Not Applicable
The present invention relates in general to rotary cutting machines such as drill presses, milling machines, and the like, and in particular to a vibration-dampened spindle and tool holder assembly employing a resilient dampening member in compressed interfacing contact between the spindle and tool holder and encapsulated from the environment to thereby maintain generally non-contaminated and non-adulterated dampening properties.
A rotary cutting machine typically includes a motor-rotated spindle to which a tool holder is proximally attached and from whose distal end a held cutting tool projects for cutting contact with a workpiece. Attachment of the tool holder to the spindle generally is accomplished by providing a cavity in the spindle into which the proximal end of the tool holder is secured as with a centrally disposed threaded bolt. While slower rotational speeds generally permit the cutting machine to perform adequately, high speed cutting, which is, of course, preferred, can cause substantial difficulty in producing a satisfactory work product. In particular, at least two major factors can preclude satisfactory operations. The first of these factors concerns the development of vibratory forces that occur between the spindle and the tool holder. Specifically, at higher rotational cutting speed, the cutting tool begins to chatter or vibrate such that adequate tool control cannot be maintained and damage to the workpiece, along with potential injury to the operator should runaway control occur, can realistically occur. The second such major factor that can contribute toward unsatisfactory operations occurs as the cutting tool is used and dirt, metal shavings, and other contaminants of the environment reach interface sites of the spindle and tool holder to cause interference with concentric alignment of cutting heads in relation to cutting sites because of imbalances caused by particulate becoming lodged in a non-concentric manner.
In view of these difficulties, it is therefore apparent that needs are present to, first, stabilize high speed operation of rotary cutting tools by dampening vibrations and, second, maintain tool cleanliness at critical sites thereof such that concentricity as well as stability are preserved. Accordingly, a primary object of the present invention is to provide a vibration-dampened spindle and tool holder assembly for a rotary cutting machine whereby vibration dampening material is strategically placed to promote vibration-free operability.
Another object of the present invention is to provide an accommodation site for dampening material where the dampening material is protected from contamination generated in the work environment.
These and other objects of the present invention will become apparent throughout the description thereof which now follows.
The present invention is a vibration dampened tool-holder mount and holder assembly for a rotary cutting machine.
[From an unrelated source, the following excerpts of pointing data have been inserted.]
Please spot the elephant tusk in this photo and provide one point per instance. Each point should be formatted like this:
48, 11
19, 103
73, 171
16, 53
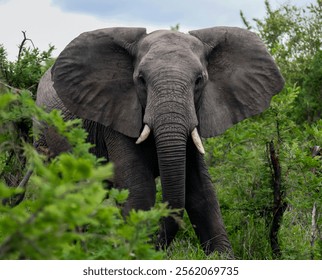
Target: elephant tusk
144, 135
196, 139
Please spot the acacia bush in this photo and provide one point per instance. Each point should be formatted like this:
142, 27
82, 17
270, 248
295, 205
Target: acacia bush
64, 211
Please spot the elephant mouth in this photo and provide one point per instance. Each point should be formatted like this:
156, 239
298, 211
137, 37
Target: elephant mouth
194, 135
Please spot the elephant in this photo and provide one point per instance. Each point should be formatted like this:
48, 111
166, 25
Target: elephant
148, 99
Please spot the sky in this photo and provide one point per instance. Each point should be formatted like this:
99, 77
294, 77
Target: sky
57, 22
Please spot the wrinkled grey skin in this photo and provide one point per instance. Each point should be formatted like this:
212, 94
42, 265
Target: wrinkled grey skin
119, 79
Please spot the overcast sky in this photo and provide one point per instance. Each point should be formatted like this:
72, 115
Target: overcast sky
57, 22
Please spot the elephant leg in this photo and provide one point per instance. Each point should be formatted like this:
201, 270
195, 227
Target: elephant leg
202, 206
133, 169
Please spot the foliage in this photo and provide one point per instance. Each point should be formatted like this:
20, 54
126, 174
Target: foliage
239, 160
24, 73
65, 214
The assembly includes a tool-holder mount, such as exemplified by a spindle, for retaining a tool holder, and is provided with an axial recess with a distal entrance. Also included as a component of the assembly is a tool holder having a proximal end for retention within the recess of the tool-holder mount and an interfacing ledge immediately distal from this proximal end. The ledge has a top surface with a distal parameter portion for abutment with a tool-holder mount surface surrounding the entrance to the recess thereof, and a continuous channel disposed in a proximal portion of the top surface. A resilient dampening member is disposed in the channel and sized to at least fill the channel to provide an exposed top for compressed abutment with the tool-holder mount surface. This dampening member preferably is fabricated from a natural or synthetic rubber composition, and is formed to have either a rectangular or a circular cross sectional configuration. Because the dampening member is situated within the channel as defined above, the interfacing connection of the tool-holder mount and the tool holder permits the outer parameters of the mount surface itself and tool holder itself to meet while the dampening member is enshrouded by these meeting parameters and thereby protected from contaminant entry during compression-relaxation activity during its dampening action. Additionally, such dampening-member placement aids in ensuring a simultaneous concentrical fit of the mount and the tool holder to thereby produce a predictable and focused precise-rotation presence for workpiece production.